Pitfall #4: Missing Testicular Torsion
Avoid this: Sudden, severe testicular pain with nausea/vomiting suggests torsion, not epididymitis 4. Torsion requires surgical exploration within 6-8 hours to prevent testicular loss 4. If uncertain, obtain urgent Doppler ultrasound 4.
Pitfall #5: Inadequate Partner Management
Avoid this: Provide expedited partner therapy (EPT)—give the patient prescriptions or medications for their partners 1. All partners within 60 days of symptom onset (or most recent partner if >60 days) must be treated 1.

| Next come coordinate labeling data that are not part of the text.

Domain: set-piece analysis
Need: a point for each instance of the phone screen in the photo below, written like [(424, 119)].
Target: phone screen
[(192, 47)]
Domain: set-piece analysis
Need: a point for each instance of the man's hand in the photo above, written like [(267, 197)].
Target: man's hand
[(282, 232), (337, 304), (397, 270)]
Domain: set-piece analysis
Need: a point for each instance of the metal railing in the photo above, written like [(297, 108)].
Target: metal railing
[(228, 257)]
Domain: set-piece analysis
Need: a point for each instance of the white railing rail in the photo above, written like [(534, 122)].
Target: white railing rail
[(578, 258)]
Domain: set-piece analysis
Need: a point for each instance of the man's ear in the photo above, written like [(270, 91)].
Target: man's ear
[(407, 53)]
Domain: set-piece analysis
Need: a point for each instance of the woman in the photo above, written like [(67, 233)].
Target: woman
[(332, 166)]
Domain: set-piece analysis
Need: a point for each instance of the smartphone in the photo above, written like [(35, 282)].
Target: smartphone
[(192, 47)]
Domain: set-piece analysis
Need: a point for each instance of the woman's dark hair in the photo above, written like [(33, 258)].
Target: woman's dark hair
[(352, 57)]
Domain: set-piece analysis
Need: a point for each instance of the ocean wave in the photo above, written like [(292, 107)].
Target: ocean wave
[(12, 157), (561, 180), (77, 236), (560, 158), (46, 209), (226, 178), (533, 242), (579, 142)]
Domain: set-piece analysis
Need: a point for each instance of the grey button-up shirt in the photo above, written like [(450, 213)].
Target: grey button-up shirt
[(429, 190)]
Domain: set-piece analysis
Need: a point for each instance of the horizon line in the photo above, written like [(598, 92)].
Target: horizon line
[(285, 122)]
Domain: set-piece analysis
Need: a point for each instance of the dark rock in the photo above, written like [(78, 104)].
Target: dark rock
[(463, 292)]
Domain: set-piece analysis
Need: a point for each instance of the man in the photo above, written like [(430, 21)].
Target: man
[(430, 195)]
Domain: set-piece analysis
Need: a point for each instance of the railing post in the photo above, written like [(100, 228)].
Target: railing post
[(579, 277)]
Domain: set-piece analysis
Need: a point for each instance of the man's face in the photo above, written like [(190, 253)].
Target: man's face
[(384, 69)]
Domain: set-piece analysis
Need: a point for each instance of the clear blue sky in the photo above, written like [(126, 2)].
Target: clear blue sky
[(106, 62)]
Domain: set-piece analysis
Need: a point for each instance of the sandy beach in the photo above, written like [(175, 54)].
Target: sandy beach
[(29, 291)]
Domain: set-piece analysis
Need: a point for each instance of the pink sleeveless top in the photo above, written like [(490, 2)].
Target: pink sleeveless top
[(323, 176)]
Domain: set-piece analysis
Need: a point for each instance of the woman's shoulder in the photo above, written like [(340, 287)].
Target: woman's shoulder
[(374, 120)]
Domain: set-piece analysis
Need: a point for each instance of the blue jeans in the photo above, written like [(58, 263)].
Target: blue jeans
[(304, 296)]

Adjunctive Measures for Epididymitis
If epididymitis is present, add 1, 3:
- Bed rest until fever and inflammation subside
- Scrotal elevation
- NSAIDs for pain control
When to Hospitalize
Consider hospitalization for 1, 3:
- Severe pain suggesting abscess, testicular infarction, or torsion
- Fever or systemic toxicity
- Inability to tolerate oral medications
- Concern for noncompliance with outpatient therapy
Follow-Up Instructions
- Instruct patients to abstain from sexual intercourse until they and all partners complete therapy and are symptom-free 1
- Retest in 3 months due to high reinfection rates (not test-of-cure, which is not recommended) 1
- Return immediately if symptoms persist after 3 days of treatment, which requires re-evaluation for alternative diagnoses including abscess, tumor, or treatment failure 1, 3
Special Populations
Pregnant partners: Male patients must inform female partners about the critical importance of evaluation for PID, which requires more intensive therapy during pregnancy 1.
HIV-positive patients: Use the same treatment regimens as HIV-negative patients 1.
Allergy to cephalosporins: Spectinomycin 2 g IM is an alternative, but it is only 52% effective against pharyngeal gonorrhea 1.